# Project report

The solution code of the exercise can be found in the following files:
* Solution.ipynb: this Jupyter Notebook contains the DQN function to train and test the model using the Unity environment.
* dqn_agent.py: this code file contains the Agent class with all the functionality for the agent to act and learn in the environment. Yje code also contains the ReplayBuffer class with all the code for implementing Experience Replay.
* model.py: contains the Python code for the architecture of the neural network that is used to train the agent. The class QNetwork contains the initial vanilla DQN with 3 fully connected layers. The class Dueling_DQN extends on this class by turning it into a duelling DQN and implementing dropout layers. Finally the class Dueling_DQN6 makes the neural network deeper by using 6 fully connected layers.

## Learning Algorithm

Initially I tried the vanillay 3 layer DQN that was used in the exercise. Which I further improved by:
* Increasing the number of layers to 6.
* Increasing the size of the fully connected layers (128,64,32,32,16).
* Turning the DQC in a duelling DCQ.
* Adding dropout layers.

I used a dueling DQC model with 6 fully connected layers. A duelling DQN uses 2 streams. 1 to estimate the state value function and the other to estimate the advantage for each action. Finally the desired Q values are obtained by combining the state and advantage values. For both streams I applied the following archtitecture:
* The first layer receives the states vector with 37 possible states and outputs 128 nodes.
* The second layer receives 128 and outputs 64
* The third layer receives 64 and outputs 32
* The fourth layer receives 32 and outputs 32
* The fith layer receives 32 and outputs 16
* The final layer receives 16 and outputs 4 (which is the number of possible actions)
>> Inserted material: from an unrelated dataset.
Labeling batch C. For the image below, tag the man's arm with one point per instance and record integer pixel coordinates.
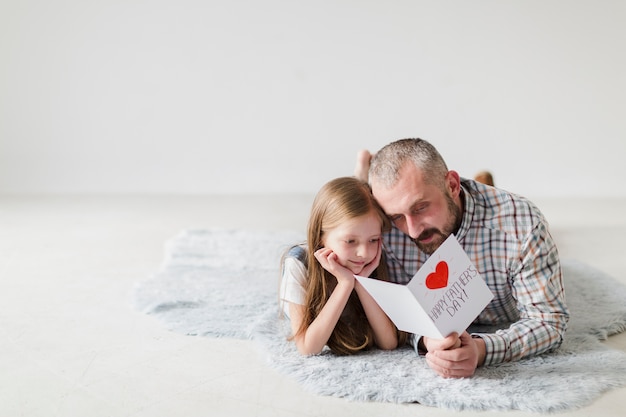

I implemented a dropout layer for each fully connected layer. This is to prevent overfitting. I tried several probabilities and 10% seemed to give the best result.

I haven't tuned any of the original parameters in the dqn_agent.py file because:
* The above described architecture gave already an average score above 13 after 346 episodes with the original parameters.
* Tuning the parameters is very time consuming and was not needed in this case.
I only reduced the max_t parameter in the DQN function from 1000 to 500 to speed up the training.

The model uses Experience Replay in order to stabilize the learning process of the neural network and extract more value out of the training data by using experiences multiple times.The file dqn_agent contains the class ReplayBuffer, which keeps a collection of past experiences from which the model picks randomly a subset to re-use in the training of the agent. By randomly picking experiences out of the replay buffer, the model is eliminating temporal correlations between experiences. This avoids action values from oscillating or diverging catastrophically.

## Plot of rewards

It takes the model 346 episodes to train the agent to achieve an average score of 13.

![image.png](attachment:image.png)


After training, we let the agent apply the optimal policy for 100 episodes. The agent achieves an average score of 13.5 on episode 95.

![image.png](attachment:image.png)


## Ideas for Future Work

I would take the following steps to further improve the model:
* Parameter tuning. For example I could make the learning rate decay over time. This can speed up the learning rate of the neural network.
* Apply double Q-learning in order to avoid over estimation of action values.
* Prioritized Experience Replay. This is an improvement of the Experience Replay algorithm that is used in the solution code. It gives priority to the relevant experiences for replay. Relevant experiences could be the experiences that resulted in high TD Errors, because these are the experiences where we can learn the most of. This TD Error is added to the replay buffer and used to calculate a priority measure for the corresponding experience in the replay buffer. An experience tuple with a high priority measure will have a higher probability to get chosen. 
* Apply the Rainbow algorithm, which is a combination of:
    * Double DQN
    * Prioritized Experience Replay
    * Duelling DQN
    * 3 other improvement techniques (multi-step bootstrap targets, Distributional DQN and Noisy DQN)
* Learn from the pixel data instead of receiving only 37 state variables as input. The pixel data will contain much more information. So it would require a more complex learning architecture with convolutional layers, but ultimately result in a better performing agent.